Granted, if the systems most of us manage fail no one is likely to suffer physical harm. However, it could gravely affect thousands and perhaps endanger your job.
Ask yourself:
1. Do your primary systems have backups? Have you tested them – ever?
2. Do you have a policy that dictates how often they are tested? Do you log these tests?
3. Do you use daily/weekly/monthly run sheets to ensure continuity?
4. How often do you patch your systems, review and rotate system and security logs?
5. Do you keep system change logs?
6. Have you incorporated remote system health monitoring with proactive alerts into your network planning?
7. Where are your areas of weakness, and have you planned to address them?

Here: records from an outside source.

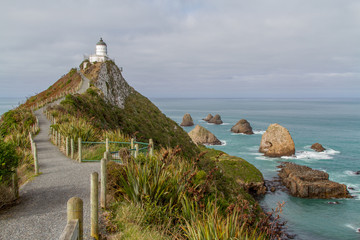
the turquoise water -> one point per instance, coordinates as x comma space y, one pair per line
333, 123
9, 103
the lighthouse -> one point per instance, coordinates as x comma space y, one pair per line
100, 52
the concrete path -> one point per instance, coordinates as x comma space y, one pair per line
41, 213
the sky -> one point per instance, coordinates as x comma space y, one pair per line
188, 48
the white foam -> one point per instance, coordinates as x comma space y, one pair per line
259, 132
350, 173
237, 134
263, 158
351, 226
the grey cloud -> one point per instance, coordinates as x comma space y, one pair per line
189, 48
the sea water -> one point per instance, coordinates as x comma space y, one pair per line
335, 123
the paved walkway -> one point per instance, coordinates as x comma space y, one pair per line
41, 213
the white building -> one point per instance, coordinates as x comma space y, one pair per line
100, 52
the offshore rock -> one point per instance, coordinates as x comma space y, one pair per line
216, 119
203, 136
277, 142
208, 117
242, 126
318, 147
113, 85
305, 182
187, 121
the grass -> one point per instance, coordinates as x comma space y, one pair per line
67, 82
15, 150
180, 200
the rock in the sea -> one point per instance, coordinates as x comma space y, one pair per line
318, 147
203, 136
187, 121
208, 117
242, 126
305, 182
277, 142
216, 119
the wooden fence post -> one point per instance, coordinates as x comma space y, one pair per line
132, 147
55, 138
59, 141
15, 184
72, 148
103, 184
36, 164
67, 146
151, 143
75, 211
107, 145
79, 152
94, 201
136, 150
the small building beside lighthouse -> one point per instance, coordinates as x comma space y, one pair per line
100, 52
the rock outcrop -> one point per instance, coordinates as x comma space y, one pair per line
318, 147
208, 117
216, 119
203, 136
305, 182
277, 142
187, 121
242, 126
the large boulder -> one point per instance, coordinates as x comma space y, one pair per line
216, 119
187, 121
242, 126
203, 136
318, 147
208, 117
305, 182
277, 142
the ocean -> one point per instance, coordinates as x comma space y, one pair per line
335, 123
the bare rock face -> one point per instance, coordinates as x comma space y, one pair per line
277, 142
216, 119
208, 117
318, 147
187, 120
242, 126
112, 84
203, 136
305, 182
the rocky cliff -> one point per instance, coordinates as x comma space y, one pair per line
112, 84
305, 182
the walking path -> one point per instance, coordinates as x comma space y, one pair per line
41, 213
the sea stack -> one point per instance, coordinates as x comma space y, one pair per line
305, 182
242, 126
187, 121
203, 136
277, 142
216, 119
318, 147
208, 117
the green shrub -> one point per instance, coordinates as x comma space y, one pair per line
8, 160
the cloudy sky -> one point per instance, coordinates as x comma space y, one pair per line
188, 48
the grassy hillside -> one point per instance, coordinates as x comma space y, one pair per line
66, 83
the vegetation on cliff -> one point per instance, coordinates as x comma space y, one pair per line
15, 150
183, 192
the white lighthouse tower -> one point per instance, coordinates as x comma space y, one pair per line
100, 52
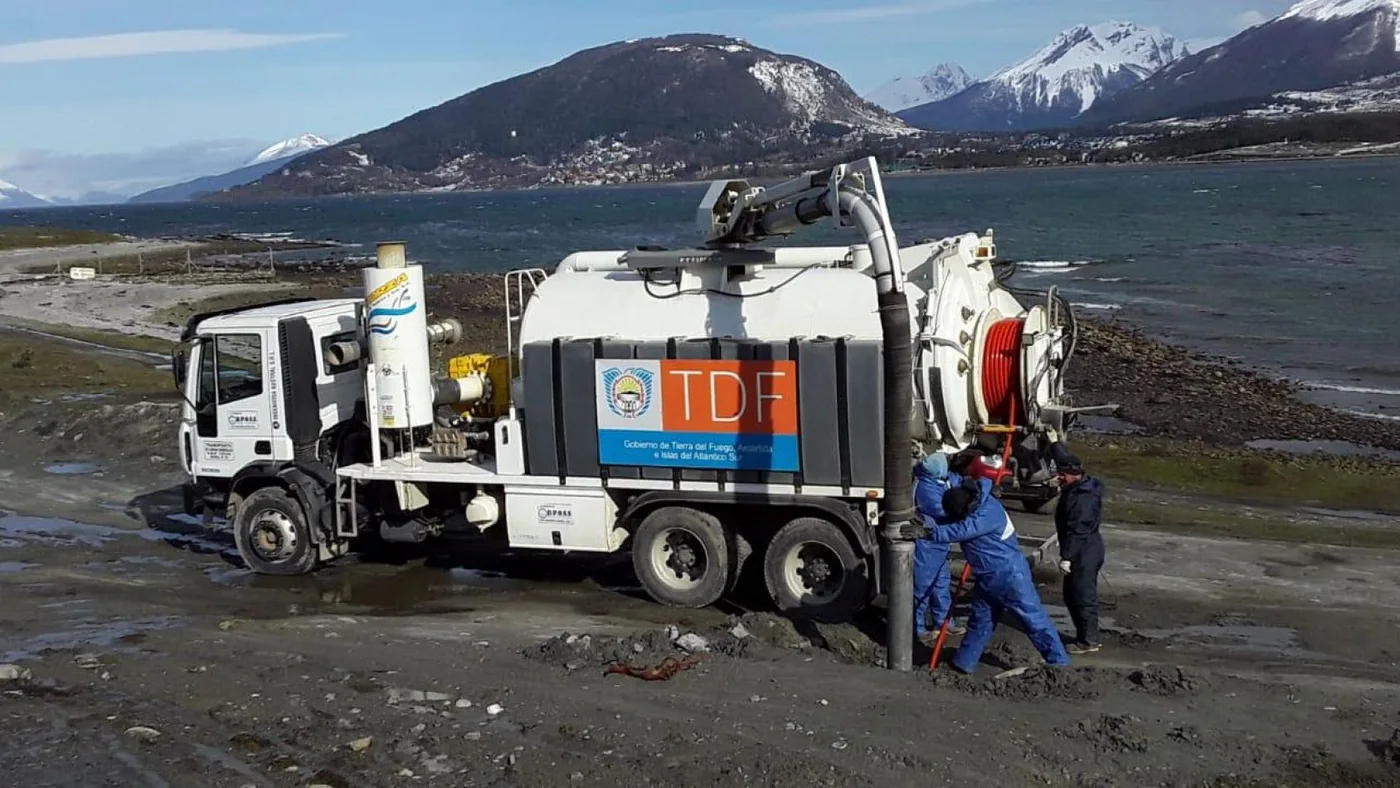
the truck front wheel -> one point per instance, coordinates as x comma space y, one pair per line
272, 533
812, 570
682, 557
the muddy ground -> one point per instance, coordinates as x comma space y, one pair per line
135, 650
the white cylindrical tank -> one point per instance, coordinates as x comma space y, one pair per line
396, 331
772, 304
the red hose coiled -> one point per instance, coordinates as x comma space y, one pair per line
1001, 370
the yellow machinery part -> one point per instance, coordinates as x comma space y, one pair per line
496, 370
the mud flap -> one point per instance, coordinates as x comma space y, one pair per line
314, 501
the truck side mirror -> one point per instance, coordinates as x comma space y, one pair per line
178, 361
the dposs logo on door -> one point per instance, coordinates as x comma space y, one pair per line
629, 391
562, 514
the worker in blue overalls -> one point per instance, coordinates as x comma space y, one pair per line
933, 592
1003, 575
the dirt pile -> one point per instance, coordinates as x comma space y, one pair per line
1043, 683
1173, 392
753, 636
1109, 734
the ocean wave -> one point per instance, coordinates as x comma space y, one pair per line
1368, 414
1350, 389
1053, 265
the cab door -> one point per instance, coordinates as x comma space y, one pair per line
234, 420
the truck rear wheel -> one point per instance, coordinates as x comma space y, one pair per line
811, 568
682, 557
272, 535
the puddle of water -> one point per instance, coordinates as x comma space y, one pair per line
1332, 448
193, 521
20, 529
415, 589
1281, 641
51, 531
72, 468
1108, 426
84, 634
121, 561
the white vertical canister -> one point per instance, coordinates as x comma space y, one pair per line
396, 335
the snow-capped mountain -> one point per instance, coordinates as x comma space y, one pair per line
938, 83
633, 111
1315, 45
296, 146
1057, 83
270, 160
14, 198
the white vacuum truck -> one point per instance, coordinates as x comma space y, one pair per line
704, 407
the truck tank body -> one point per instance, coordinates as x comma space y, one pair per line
772, 304
739, 410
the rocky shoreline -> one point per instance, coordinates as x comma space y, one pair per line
1173, 392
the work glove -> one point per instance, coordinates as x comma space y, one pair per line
913, 529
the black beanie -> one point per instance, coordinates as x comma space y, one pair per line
962, 500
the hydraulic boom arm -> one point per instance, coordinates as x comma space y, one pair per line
734, 213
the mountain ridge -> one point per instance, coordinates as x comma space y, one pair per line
270, 160
1057, 83
934, 84
644, 109
1315, 45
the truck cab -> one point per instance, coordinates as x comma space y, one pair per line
266, 400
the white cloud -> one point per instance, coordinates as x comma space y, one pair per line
63, 175
153, 42
871, 13
1250, 18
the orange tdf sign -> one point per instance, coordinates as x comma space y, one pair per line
728, 396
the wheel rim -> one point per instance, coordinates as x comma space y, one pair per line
679, 559
814, 571
273, 536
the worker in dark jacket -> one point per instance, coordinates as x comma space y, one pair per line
1077, 521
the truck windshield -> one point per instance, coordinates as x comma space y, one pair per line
230, 370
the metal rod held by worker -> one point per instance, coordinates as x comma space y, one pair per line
948, 619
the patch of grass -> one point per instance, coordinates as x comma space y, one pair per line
105, 339
1243, 475
34, 367
1238, 525
181, 312
45, 237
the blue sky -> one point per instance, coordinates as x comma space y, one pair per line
95, 81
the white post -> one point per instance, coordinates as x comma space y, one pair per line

Every network, no matter how small, has room for improvement. Don’t have the budget for some of these tasks? Invest in your own career and learn some basic scripting in .WSH, Python or PERL and build the tools you need, or crawl the open source community for help. Regularly testing of backup systems, maintenance and restore plans has become a primary focus at WESCO Net.
Remember, there’s always room for improvement, and it could be argued the journey never ends. But it’s your responsibility as a network administrator to get the ball rolling. Build the plan, then execute on it. One step in the right direction is one step further than you are right now, and your company and career will thank you.